Wollte über das Setup der AI-Suite eigentlich nur das Fan-Xpert installieren. Damit konnte ich super die Lüfterkurven einstellen.
Aber irgendwie schauts aus, als wäre das noch nicht zu 100% vom Computer entfernt.


----------



## True Monkey (22. September 2019)

Du kannst doch im Bios die Lüfterkurve anpassen 

Asus ist da doch gut ausgestattet


----------



## Gapperer (22. September 2019)

Ich kann im UEFI BIOS nur die niedrigste Lüfterdrehzahl und die höchste Lüfterdrehzahl sowie die Höchsttemperstur eingeben.


----------



## True Monkey (22. September 2019)

verat mir mal dein Board


----------



## Gapperer (22. September 2019)

Hab das Asus B85M-E. Nicht das neueste..


----------



## True Monkey (22. September 2019)

da kannst du doch im Bios (advanced mode) unter Monitor CPU/chassis Fan  Qfan aktivieren und dann die Lüfterkurve selbst anpassen 

Handbuch 2.7


----------



## Gapperer (22. September 2019)

Also das einzige was ich da auswählen kann ist "Manual" und dann kommt das:

Bilder-Upload - Kostenlos Fotos hochladen und ins Netz stellen

Hmm sehe gerade ich sollte mal ein BIOS Update machen. Aber kann das daran liegen, dass ich die Settings nicht habe?


----------



## True Monkey (22. September 2019)

das pic ist zu klein 

Lade es doch hier hoch 

Einfach unten auf erweitert und dann auf die Büroklammer zum hochladen 
>Rest erklärt sich von selbst

Edit ...Ok jetzt sehe ich es 

leider im vergleich zu meinen Rog Boards einfach gehalten 

Edit 2 : ich glaube nicht das ein Bios Update daran was ändert

Edit 3 :
dann doch AI Suite 3
Wo hast du es gezogen ?


----------



## Gapperer (23. September 2019)

Hmm ja das ist es. Ziemlich einfach. Aber da kann ich nichts großartig einstellen.
Somit war das Fan Xpert das einzige was geholfen hatte. Aber das geht ja nicht mehr ^^

Edit: BIOS Update hat nichts geändert. Einen Wiederherstellungspunkt hab ich nicht :/


----------



## True Monkey (23. September 2019)

Kriegen wir schon wieder hin ..

Durch die Hintertür 
Hast du einen Wiederherstellungspunkt auf den du zurückswitchen kannst ?

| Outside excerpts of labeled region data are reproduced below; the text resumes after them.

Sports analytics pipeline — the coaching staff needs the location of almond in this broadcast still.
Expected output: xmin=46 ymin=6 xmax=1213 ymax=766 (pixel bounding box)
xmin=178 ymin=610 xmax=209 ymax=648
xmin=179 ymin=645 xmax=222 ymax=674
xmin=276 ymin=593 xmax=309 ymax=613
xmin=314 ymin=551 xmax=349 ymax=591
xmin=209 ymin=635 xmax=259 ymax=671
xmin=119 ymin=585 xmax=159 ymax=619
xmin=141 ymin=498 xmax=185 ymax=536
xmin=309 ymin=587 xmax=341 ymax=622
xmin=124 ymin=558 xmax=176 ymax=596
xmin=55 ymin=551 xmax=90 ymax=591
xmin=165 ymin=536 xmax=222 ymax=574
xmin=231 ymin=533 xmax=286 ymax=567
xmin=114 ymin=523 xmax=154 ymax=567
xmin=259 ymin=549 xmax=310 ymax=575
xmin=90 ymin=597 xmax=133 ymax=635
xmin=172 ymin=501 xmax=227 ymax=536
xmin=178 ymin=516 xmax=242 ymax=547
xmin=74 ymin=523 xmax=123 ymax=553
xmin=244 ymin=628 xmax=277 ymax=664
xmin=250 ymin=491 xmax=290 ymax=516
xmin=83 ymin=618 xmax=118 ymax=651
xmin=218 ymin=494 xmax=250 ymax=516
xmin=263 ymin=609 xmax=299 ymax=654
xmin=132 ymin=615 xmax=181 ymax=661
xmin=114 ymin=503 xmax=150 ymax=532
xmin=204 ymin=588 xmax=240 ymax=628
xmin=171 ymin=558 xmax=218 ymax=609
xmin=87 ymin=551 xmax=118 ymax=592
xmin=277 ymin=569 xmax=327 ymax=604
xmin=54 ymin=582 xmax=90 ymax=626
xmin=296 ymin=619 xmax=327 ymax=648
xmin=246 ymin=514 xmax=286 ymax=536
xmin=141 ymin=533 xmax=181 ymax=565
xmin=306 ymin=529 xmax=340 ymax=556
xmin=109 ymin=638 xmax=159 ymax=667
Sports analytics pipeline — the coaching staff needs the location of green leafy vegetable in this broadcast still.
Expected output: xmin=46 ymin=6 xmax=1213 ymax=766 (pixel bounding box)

Entweder bevor Ai suite drauf war oder bevor du es deinstalliert hast


----------



## Gapperer (23. September 2019)

Ähm die AI Suite hab ich einmal über die Asus Seite runter geladen und einmal bei Chip. Der Installer öffnet sich, aber das einzige was ich im Setup nun auswählen kann ist USB Boost.


----------



## True Monkey (23. September 2019)

Bei Chip mit Installer ? ....da immer die manuelle Installation beim runterladen  auswählen 

egal ...schau mal meinen letzten Post


----------



## Gapperer (23. September 2019)

Oh doch. Einen Wiederherstellungspunkt vor dem letzten Windows Update hab ich. Das war vom 05.09.

Bei Chip manuell.


----------



## True Monkey (23. September 2019)

Also alles auf Anfang 

Sollte funzen
Danach up erst das Bios und dann versuch es erneut mit Ai Suite
Chipset treiber aktuell ?
B85M-E  Driver & Tools | Mainboards | ASUS Deutschland


----------



## Gapperer (23. September 2019)

Da kann nichts passieren wenn ich den vor das Update zurücksetzte? Muss dann bestimmt nur wieder die Updates machen.  

Und dann mal schauen obs wieder funktioniert.


----------



## yilem76 (23. September 2019)

Du musst zuerst ein älteres Version installieren, danach die neueste Version sonst gehts nicht.
Kannst direkt bei Asus runterladen die verschiedenen Versionen.


----------



## Gapperer (23. September 2019)

Die Chipset Treiber sind die aktuellsten die es auf der Asus Seite für mein Board gibt jap.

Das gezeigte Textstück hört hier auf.